Жизнь и смерть давно стали для Виктора рутиной. Крысы рождались и умирали чуть ли не каждый день. Он не относился к этим моментам с трепетом, ведь все в итоге сводилось к числам: доходам и убыткам. А кровь была настоящей. Виктор вспоминал первое дыхание созданного им зверька: такого беспомощного и слепого, обреченного на короткую жизнь и долгие страдания. Может быть, в том, что случилось с Анной, ему нужно винить себя. За то, что опять не оказался рядом и не смог защитить. За то, что не дождался, пока она приедет, и взялся за скальпель. За то, что увлекся, опять забыл позвонить. За то, что всегда только тем и занимался, что причинял боль и совершал одни и те ошибки.
— Есть ли разница между убийством крысы и созданием трансгенной крысы, которая умрет? — спросил он.

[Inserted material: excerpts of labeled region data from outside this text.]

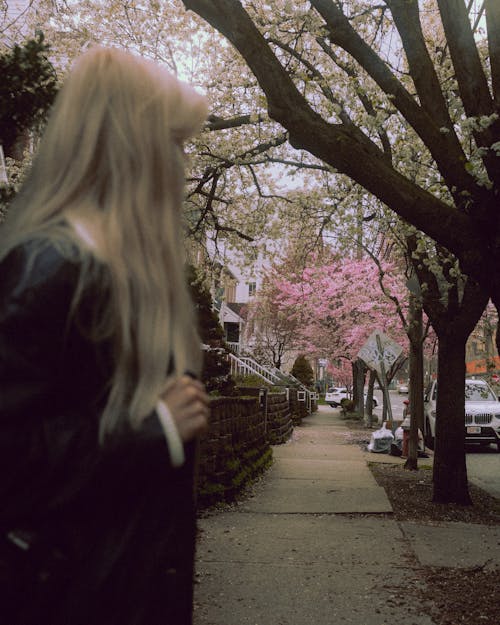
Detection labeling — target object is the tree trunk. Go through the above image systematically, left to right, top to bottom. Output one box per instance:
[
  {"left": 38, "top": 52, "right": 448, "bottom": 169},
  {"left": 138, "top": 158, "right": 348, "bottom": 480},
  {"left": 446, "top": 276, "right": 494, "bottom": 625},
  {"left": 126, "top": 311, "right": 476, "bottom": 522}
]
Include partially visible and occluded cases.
[
  {"left": 404, "top": 294, "right": 424, "bottom": 471},
  {"left": 432, "top": 332, "right": 472, "bottom": 505},
  {"left": 352, "top": 358, "right": 366, "bottom": 419},
  {"left": 365, "top": 369, "right": 376, "bottom": 428}
]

— Это двойное преступление.
— Драматизируешь, как всегда.
— Вы сами говорили, что на одну генно-модифицированную особь приходятся десятки больных, сотни мертворожденных и тысячи выкидышей. За каждой жизнью стоят множество смертей, а за этими смертями — стоите вы. А люди, глупые, долго верили, что ваши крысы уменьшают количество жертв в экспериментах. Ни черта подобного.
— Конечно. — Виктор рассмеялся. — Это же было очевидно с самого начала.

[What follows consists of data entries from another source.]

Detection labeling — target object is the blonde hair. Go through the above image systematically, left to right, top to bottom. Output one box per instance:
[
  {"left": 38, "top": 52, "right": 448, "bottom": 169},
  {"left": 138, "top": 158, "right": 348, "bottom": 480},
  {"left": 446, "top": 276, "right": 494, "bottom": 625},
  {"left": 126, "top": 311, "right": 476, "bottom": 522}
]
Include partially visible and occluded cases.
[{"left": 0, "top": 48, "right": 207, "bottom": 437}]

— Почему? Вы столько всего могли сделать… Вы, с вашими талантами… Вы могли бы сделать этот мир лучше.
— Да вот не хотел.
— Зачем вам это? Вы же знали про имитатор. Больше не нужно использовать в экспериментах животных. Зачем создавать еще одну версию крысы? Ради чего?
— Ты все еще ведешь этот свой канал? Пишешь про моих крыс, о том, какой я злодей?
— Разумеется.
— А ты знала, что твои люди желают Анне смерти? Мол, так мне и надо, пусть она расплачивается.
— Это невозможно! — Вероника отпрянула назад.
— И это вы называете справедливостью? Вы так самоутверждаетесь, да? Вы считаете себя святыми, а на деле вам глубоко плевать друг на друга.
— Мне не плевать. Да, за стенами больницы мы не могли быть друзьями, но я все равно хочу вас поддержать.
— Чтобы почувствовать себя еще более святой? Тебе нравится видеть меня пораженным, вот и приезжаешь.
— Вообще-то я приезжаю к Анне.
— Зачем? Ты правда считаешь себя ее подругой? Знаешь, я тебе не верю. Анна ни с кем не общалась просто так, ни в ком не нуждалась. Никогда. Даже во мне. Даже когда была маленькой. Она ни к кому не привязывается. Ты никогда не была ей нужна. И сейчас тем более.
— Вы ведь такой же.
— Да что ты обо мне знаешь?
— Я вижу, как вам больно. Вы, должно быть, хотите прожить эту жизнь заново, без ошибок. Так ведь?
«Все-таки хочет видеть меня пораженным», — подумал Виктор с досадой. Терять, однако, было нечего, и душу излить — больше некому.
— Конечно, — ответил он. — Я был ужасным сыном, ужасным мужем и оказался ужасным отцом. Даже ученый из меня вышел никудышный.
— А как же этот ваш запатентованный метод?
— Да какая разница? — Виктор вытер лицо. — Хочешь знать правду? Он не мой. Я оказался в нужном месте и в нужное время и присвоил его себе. А знаешь почему? Потому что я не мог смириться с тем, что у меня ничего не было. Я был молодым, хотел всего и сразу, иначе, думал, незачем жить. Я хотел богатства и возможностей, чтобы не чувствовать себя жалким. — Виктор посмотрел на дверь, за которой дочь боролась за жизнь.
— Но все равно чувствуете себя жалким, потому что не можете ее спасти?
— Вы все не знаете, что я намного хуже! Все эти слова про то, что эксперименты служат на благо людям, для меня пустой звук. Я делал это ради денег.
— Или ради Анны, ради того, чтобы у нее все было?
— О, узнает ли она меня когда-нибудь? — В памяти Виктора оживали стертые временем воспоминания: ее первый крик, первое слово и первые шаги. — Этот кошмар закончится?..
Был конец мая. За окном все жило и дышало: по улицам текли потоки людей, дул ветер, деревья пахли весной, шумели колеса автомобилей и автобусов, где-то далеко взлетали самолеты. Кричали птицы, отчаянно и громко кричали, словно проклинали это небо. Четыре черных крыла кружили над пыльной дорогой, а посередине нее, совершенно неподвижно, лежал вороненок. Голубые глаза были раскрыты, маленький клюв касался асфальта, а перья колыхались на ветру, обнажая алую рану. Все жило и дышало, кроме него, — птенца, не пережившего свой первый полет.